И весь фильм Параджанова есть не что иное, как ирреальная мистерия, игра, в которой нет ни начал, ни режиссера, - безначальная и неведомо куда текущая прекрасно-жестокая галлюцинация. Несомненна генетическая связь этих фильмов, художнически резко различных. Характер параджановского Ивана не чрезвычаен. Зато Иван Тарковского чрезвычаен, как и "вечный подросток" Долгорукий и его отец Версилов. Не случайно героев Достоевского обвиняют в "истерии духа". Они живут "как на войне". Ибо вся нынешняя "взрослая жизнь" - это, в сущности, один непрекращающийся поток войны. Мы как человечество давно и бесповоротно выброшены из детства. У нас его украли. Потому наши дети рождаются уже подростками. Ибо попадают в атмосферу и энергетические поля войны. И это, увы, не метафора. В конце жизни Тарковский, отвечая на вопросы о "Жертвоприношении", сказал, что на самом деле термоядерная мировая война идет на Земле давно и трагедия в том, что слишком мало чутких и зрячих людей, видящих и слышащих это.

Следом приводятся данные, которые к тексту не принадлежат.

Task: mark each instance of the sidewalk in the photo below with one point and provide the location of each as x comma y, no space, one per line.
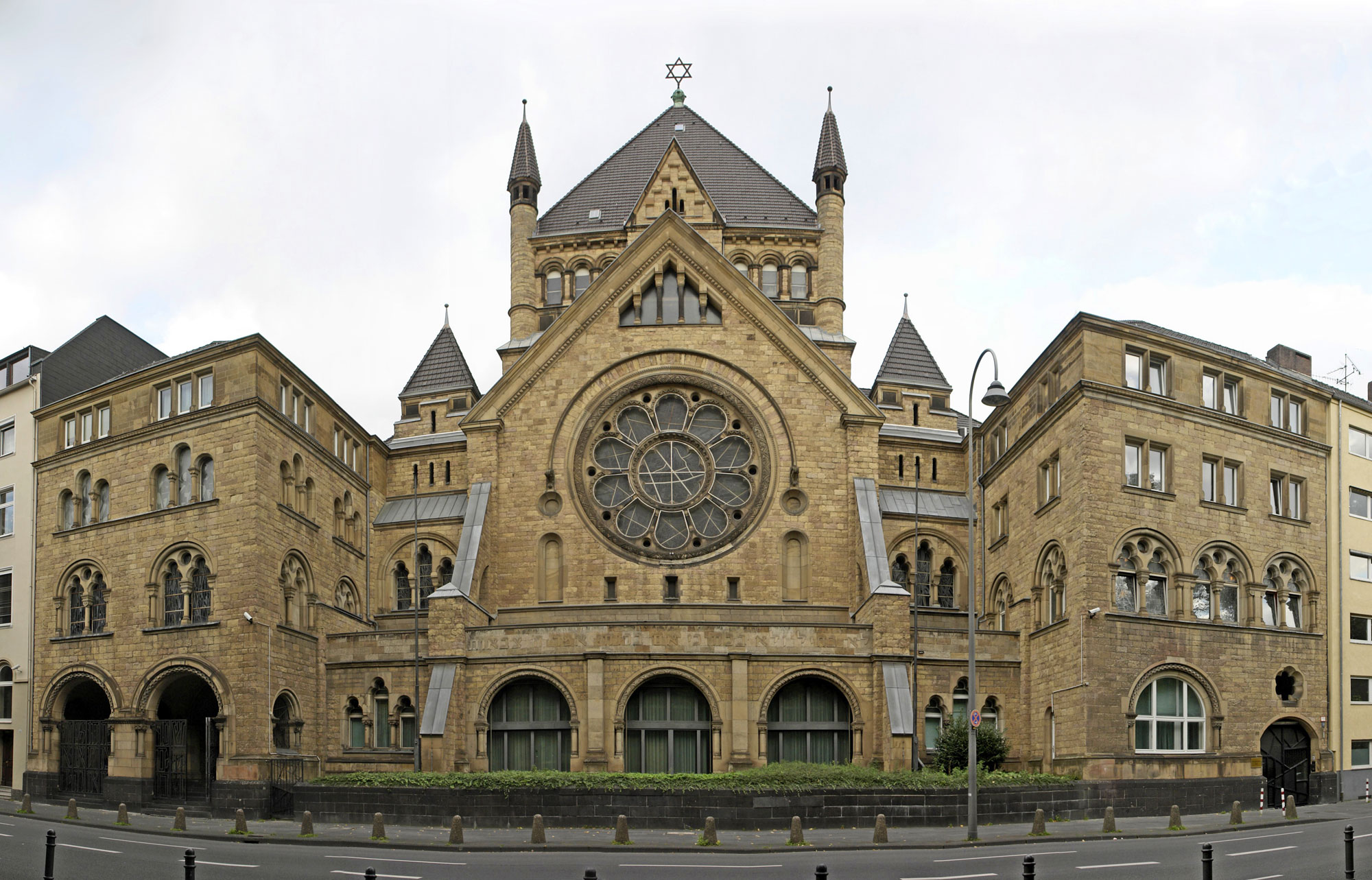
657,840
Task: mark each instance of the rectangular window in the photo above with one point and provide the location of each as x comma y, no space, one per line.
1134,370
1360,442
1360,503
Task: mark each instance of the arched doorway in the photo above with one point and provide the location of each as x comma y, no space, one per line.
530,728
667,728
185,739
84,739
810,720
1286,761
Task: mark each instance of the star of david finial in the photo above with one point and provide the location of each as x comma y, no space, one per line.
673,73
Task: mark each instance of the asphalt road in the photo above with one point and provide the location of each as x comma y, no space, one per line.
1312,852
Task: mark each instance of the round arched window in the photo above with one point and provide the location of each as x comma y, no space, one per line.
673,469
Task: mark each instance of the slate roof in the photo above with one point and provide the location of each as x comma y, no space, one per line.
102,351
744,192
525,165
444,368
831,152
909,361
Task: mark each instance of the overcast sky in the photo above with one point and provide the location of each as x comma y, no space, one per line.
330,174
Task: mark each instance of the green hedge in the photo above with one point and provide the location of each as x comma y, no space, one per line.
791,778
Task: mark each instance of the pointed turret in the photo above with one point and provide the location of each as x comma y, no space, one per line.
831,174
523,187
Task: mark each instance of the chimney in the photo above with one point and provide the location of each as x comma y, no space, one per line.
1290,359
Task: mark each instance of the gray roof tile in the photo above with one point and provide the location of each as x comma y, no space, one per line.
746,193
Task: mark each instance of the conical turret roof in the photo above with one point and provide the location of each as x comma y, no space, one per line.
831,152
525,166
442,369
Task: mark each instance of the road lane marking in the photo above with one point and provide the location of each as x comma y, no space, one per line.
407,861
1285,834
174,846
1277,849
978,859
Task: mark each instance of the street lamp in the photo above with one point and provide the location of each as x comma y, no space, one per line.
994,398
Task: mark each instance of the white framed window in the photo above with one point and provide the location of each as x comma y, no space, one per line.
1360,503
1171,717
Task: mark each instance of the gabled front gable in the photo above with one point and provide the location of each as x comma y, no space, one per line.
673,240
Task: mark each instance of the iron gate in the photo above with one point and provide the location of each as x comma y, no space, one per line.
1286,763
83,756
169,759
283,775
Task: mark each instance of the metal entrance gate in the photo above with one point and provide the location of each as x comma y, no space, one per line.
83,756
1286,763
283,775
169,759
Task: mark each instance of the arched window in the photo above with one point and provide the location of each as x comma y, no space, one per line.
810,720
770,280
206,479
183,476
1170,717
530,728
667,728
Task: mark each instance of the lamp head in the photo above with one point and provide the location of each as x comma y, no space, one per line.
995,395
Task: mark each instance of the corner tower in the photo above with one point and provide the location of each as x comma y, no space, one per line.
523,187
831,176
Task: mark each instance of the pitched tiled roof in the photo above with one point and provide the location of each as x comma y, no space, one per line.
525,166
746,193
831,152
909,361
444,368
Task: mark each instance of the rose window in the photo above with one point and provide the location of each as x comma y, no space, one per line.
673,471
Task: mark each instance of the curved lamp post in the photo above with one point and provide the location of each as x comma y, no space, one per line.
994,398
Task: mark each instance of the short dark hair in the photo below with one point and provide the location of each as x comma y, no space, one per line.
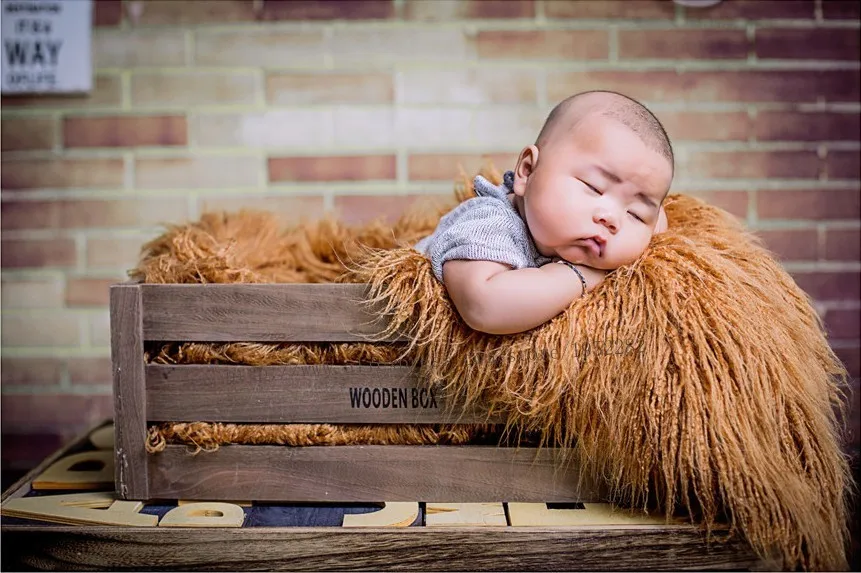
626,110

Однако дети это чуют. Дети - это природа. А нет сегодня большего врага у природы, чем современный технологический человеческий интеллект, разрушительный и антидуховный.

Что отличает гениального человека от талантливого? Талантливый создает шедевр и затем начинает "размножать" его, вполне довольный достигнутым. Гений же, которому сама по себе любая технология неинтересна, продолжает карабкаться вверх, ибо не считает сделанное шедевром. Так было и с Тарковским. Очень скоро "Иваново детство" перестало его удовлетворять. Наибольшая его претензия к фильму - "он чересчур символичен, в нем много символов, а символ для меня неприемлем, ибо он ведет к исчерпываемости трактовки, в то время как подлинный образ - неисчерпаем и бездонен".

Любопытно, что уже в 1962 году Тарковский писал в "Искусстве кино":

"Слишком откровенно-образная мизансцена, подтекст напоказ - это часть более общего явления, когда кадр подчинен требованиям литературности или прямой наглядности. В одном из самых неустаревших фильмов, "Аталанте" Виго, есть эпизод, когда новобрачные, девица и молодой моряк, идут из церкви на баржу; под звуки тривиальной гармошки они обходят вокруг трех больших круглых скирд, то исчезая - и перед нами пустынный пейзаж, - то появляясь вновь. Что это? Обряд, танец плодородия? Нет, эпизод значителен не в литературном пересказе, не в символике, не в зримой метафоричности, а в конкретном насыщенном существовании. Перед нами форма, наполненная чувством. <...>

Мысль, переданная фактурно, при наибольшей отчетливости наименее навязчива. В одном из кадров "Земли" Довженко и Демуцкий, сняв с очень низкой точки работу конного плуга, сопоставили два вида взрытости, рыхлости - черную вспаханную землю и белые как бы вспаханные облака.

"Впитывание" среды на пленку (тут очень ценно такое операторское качество, как мягкость; им замечательно владеет Вадим Юсов), создание кадра, действующего на зрителя контрастами или единством своей поверхности, открывает путь к тому, чтобы "литературное рассказывание" уступило место "кинособытию". Вот, скажем, человек идет вдоль белой стены из ракушечника; покрой блоков, характер трещин и как бы сконденсированный в этом молчании шелест древних морей создают один круг идей, ассоциаций, одну часть характеристики. Другая появляется, когда мы берем обратную точку и герой движется на фоне темно-серого моря и черных, аритмично сгруппированных пирамидальных деревьев. Он изменил наклон головы, он спорит с только что сделанными выводами. Другими словами, мы движемся не по пути рассудочно-логическому, где слова и поступки оцениваются с самого начала, а по пути поэтическому".